By specifying the appropriate exception type in the except block, we can target specific exceptions for handling. For example, we can catch ValueError, TypeError, or FileNotFoundError individually and respond accordingly.

Handling Multiple Exceptions

try:
    # Your block of code
except ExceptionType1:
    # Code to handle ExceptionType1
except ExceptionType2:
    # Code to handle ExceptionType2

In some cases, we may encounter different types of exceptions within the same try block. To handle them individually, we can include multiple except blocks, each handling a specific exception. This allows us to provide tailored error messages or alternative code paths based on the specific exception raised.

The Else Clause

try:
    # Code that may raise an exception
except ExceptionType:
    # Code to handle the exception
else:
    # Code to run if no exception occurred

In addition to the try and except blocks, we can include an else block after all the except blocks.
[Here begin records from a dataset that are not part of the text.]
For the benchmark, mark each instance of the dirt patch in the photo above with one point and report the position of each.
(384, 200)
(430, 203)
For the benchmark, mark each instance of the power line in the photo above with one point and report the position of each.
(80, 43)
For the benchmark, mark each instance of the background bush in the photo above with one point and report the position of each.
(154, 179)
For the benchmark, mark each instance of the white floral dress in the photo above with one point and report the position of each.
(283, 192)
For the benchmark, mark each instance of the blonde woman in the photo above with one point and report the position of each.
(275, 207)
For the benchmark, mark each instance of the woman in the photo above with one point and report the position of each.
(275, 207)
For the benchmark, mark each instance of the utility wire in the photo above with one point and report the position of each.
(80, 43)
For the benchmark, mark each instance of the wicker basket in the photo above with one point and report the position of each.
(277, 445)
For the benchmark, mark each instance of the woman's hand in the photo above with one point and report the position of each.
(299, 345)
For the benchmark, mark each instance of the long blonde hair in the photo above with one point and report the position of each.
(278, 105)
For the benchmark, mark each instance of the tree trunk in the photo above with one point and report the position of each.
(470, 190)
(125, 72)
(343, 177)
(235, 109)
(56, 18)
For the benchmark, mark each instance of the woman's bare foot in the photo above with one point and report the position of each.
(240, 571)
The code within the else block executes only if no exceptions were “caught” in the try block. It provides an opportunity to execute code that should run when the try block completes successfully.

The Finally Clause

try:
    # Code that may raise an exception
except ExceptionType:
    # Code to handle the exception
finally:
    # Code that always executes

Finally, we have the finally block, which is optional and follows the try and except blocks. The code within the finally block executes regardless of whether an exception occurred. It is commonly used to perform cleanup tasks or release resources, ensuring that certain operations are always executed, regardless of exceptions.
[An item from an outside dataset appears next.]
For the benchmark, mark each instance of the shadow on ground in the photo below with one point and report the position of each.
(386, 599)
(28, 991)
Advantages of Exception Handling

Exception handling offers several benefits in Python programming:

1. Error Handling: It provides a structured way to handle errors and exceptions, preventing crashes and abrupt program terminations.
2. Robustness: By handling exceptions, we can gracefully recover from errors and continue program execution, ensuring our code remains robust and reliable.
3. Debugging: Exception handling helps with debugging by providing error messages and stack traces that assist in identifying and fixing issues in the code.
4. Graceful User Experience: Properly handled exceptions allow us to present user-friendly error messages and guide users through unexpected scenarios.

Example

Consider the following example, where we prompt the user for a number and handle possible exceptions:

try:
    num = int(input("Enter a number: "))
    result = 10 / num
    print("Result:", result)
except ValueError:
    print("Invalid input. Please enter a valid number.")
except ZeroDivisionError:
    print("Cannot divide by zero.")
else:
    print("Calculation successful.")
finally:
    print("End of program.")

In this example, we handle ValueError if the user enters an invalid number and ZeroDivisionError if the user enters zero. The else block is executed if the try block executes successfully without any exceptions being raised. The finally block is always executed, regardless of whether an exception occurred or not.
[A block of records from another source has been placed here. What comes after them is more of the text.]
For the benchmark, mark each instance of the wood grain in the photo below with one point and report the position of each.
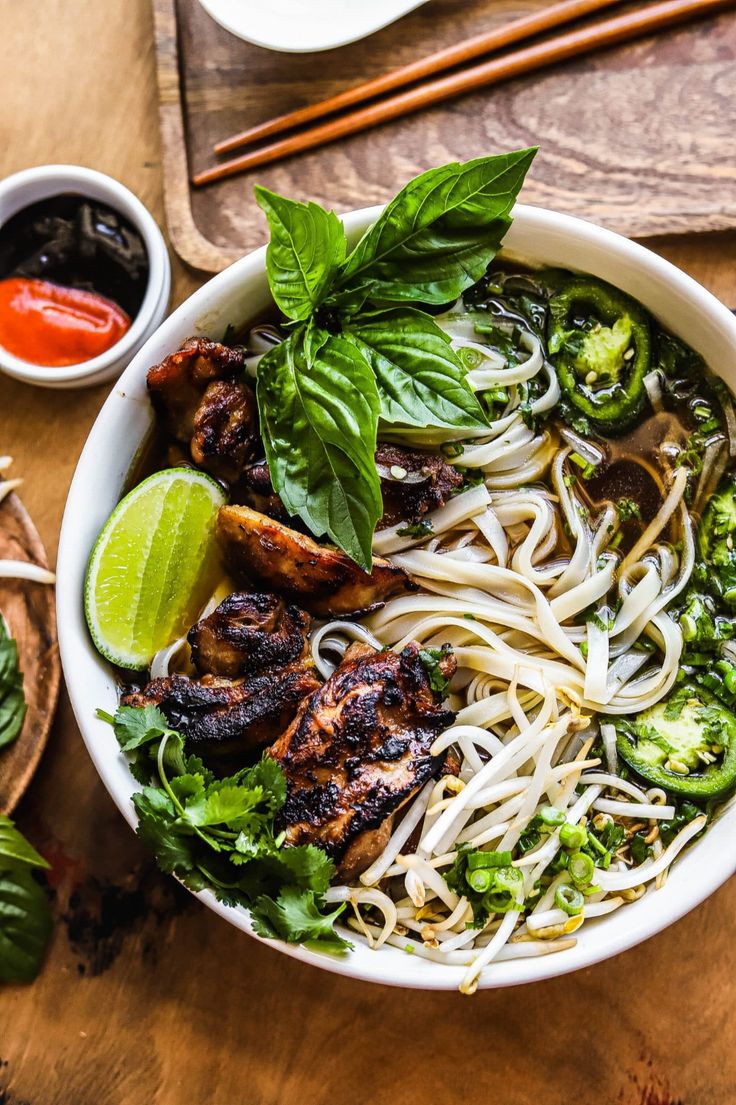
(29, 610)
(638, 138)
(590, 38)
(518, 30)
(146, 996)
File Handling and Input/Output Operations

In Python, file handling allows us to work with external files, read data from them, and write data into them. This opens up a wide range of possibilities, such as processing large datasets, storing and retrieving information, and interacting with different file formats.

Opening and Closing Files

To work with files in Python, we need to start by opening them. The open() function is used to open a file and returns a file object, which provides methods for reading, writing, and manipulating the file.

file = open("filename.txt", "mode")

Here, "filename.txt" represents the name of the file we want to open, and "mode" specifies the purpose of opening the file, such as "r" for reading, "w" for writing, or "a" for appending to an existing file. We’ve assigned the variable file to the file object. Any instructions or methods that can be done to the file object will be done under the file variable name.

Once we are done with using a file, it’s essential to close it using the close() method to free up system resources. Failing to close files can lead to memory leaks and potential issues.

file.close()

Fortunately, modern editors will thrown a warning of some kind regarding closing a file that is still open. It is still important for you to remember to close every file you open, regardless of what you do with it.

Reading from Files

file = open("filename.txt", "r")
content = file.read()  # Read the entire file
line = file.readline()  # Read one line
file.close()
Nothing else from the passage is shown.